Going to this auction tomorrow to give me something to do. Should be interesting to see what they are bringing. If there is a specific piece someone wants a price on, they have the catalog up, just give me the number and I will try my best to get the price it goes for. I always track the high ticket items. Will post the results.

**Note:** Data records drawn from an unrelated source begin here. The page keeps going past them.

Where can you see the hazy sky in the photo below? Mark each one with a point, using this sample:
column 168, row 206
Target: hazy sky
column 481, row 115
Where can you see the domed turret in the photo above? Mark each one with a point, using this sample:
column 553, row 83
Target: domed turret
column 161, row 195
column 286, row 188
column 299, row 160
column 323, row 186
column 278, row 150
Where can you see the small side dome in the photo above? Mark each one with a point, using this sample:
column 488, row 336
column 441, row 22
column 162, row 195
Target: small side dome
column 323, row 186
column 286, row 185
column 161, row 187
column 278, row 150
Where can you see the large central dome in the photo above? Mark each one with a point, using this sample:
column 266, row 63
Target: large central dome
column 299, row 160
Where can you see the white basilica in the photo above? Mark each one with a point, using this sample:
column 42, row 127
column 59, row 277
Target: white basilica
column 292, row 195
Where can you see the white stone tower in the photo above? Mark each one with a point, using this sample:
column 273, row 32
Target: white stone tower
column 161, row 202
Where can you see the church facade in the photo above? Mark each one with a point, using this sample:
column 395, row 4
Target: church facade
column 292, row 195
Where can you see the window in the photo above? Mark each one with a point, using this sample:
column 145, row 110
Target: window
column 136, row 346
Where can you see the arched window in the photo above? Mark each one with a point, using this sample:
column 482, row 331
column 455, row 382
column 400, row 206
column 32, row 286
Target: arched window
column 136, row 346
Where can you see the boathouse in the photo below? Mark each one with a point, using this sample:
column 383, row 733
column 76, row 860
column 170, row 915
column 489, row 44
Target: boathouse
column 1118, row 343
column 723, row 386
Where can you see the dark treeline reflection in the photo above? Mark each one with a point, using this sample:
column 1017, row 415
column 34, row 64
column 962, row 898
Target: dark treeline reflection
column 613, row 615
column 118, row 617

http://www.teitsworth.com A&J Farm Equipment Dispersal Auction


----------



## Vol (Jul 5, 2009)

Looks like lots of nice usable equipment.....I have a call in about item #180....JD450 DD drill.

Regards, Mike


----------



## Vol (Jul 5, 2009)

Drill is a 13 without grass seed attachment. 

Regards, Mike


----------



## IH 1586 (Oct 16, 2014)

Prices are up at their website. Was a good auction. It was nice they held it in the shop.


----------



## IH 1586 (Oct 16, 2014)

Land Prices

Parcel 1 - $2.3 mil

Parcel 2 - $8500/acre

Parcel 3 - $6500/acre

Parcel 4 - $8500/acre

Parcel 5 - $9000/acre

Parcel 6 - $7250/acre


----------



## Vol (Jul 5, 2009)

Wow, pretty good prices with all things considered.

Regards, Mike


----------



## IH 1586 (Oct 16, 2014)

The tractors prices are still up there. I can't say for the tillage cause I don't track the large stuff. Land seemed high but then again I don't know the area. Could be a great buy for all I know.


----------



## Vol (Jul 5, 2009)

The JD450 seemed to be la little low in price.....I would love to find one in that range....maybe a little more for a 10 foot, grass seed attachment, and very good press wheels with no to little rust. Seem to be cheaper in some areas and high as the devil in Wisconsin.

Regards, Mike


----------



## 6125 (Sep 14, 2009)

IH 1586 said:


> Land Prices
> 
> Parcel 1 - $2.3 mil
> 
> ...


Good grief. You suppose the gas wells had something to do with the price of the land or what? The place was nice according to the auction listing, but I didn't think it was that nice.


----------



## IH 1586 (Oct 16, 2014)

6125 said:


> Good grief. You suppose the gas wells had something to do with the price of the land or what? The place was nice according to the auction listing, but I didn't think it was that nice.


You would think that but the gas and mineral rights were sold off years ago, so you are just buying land.


----------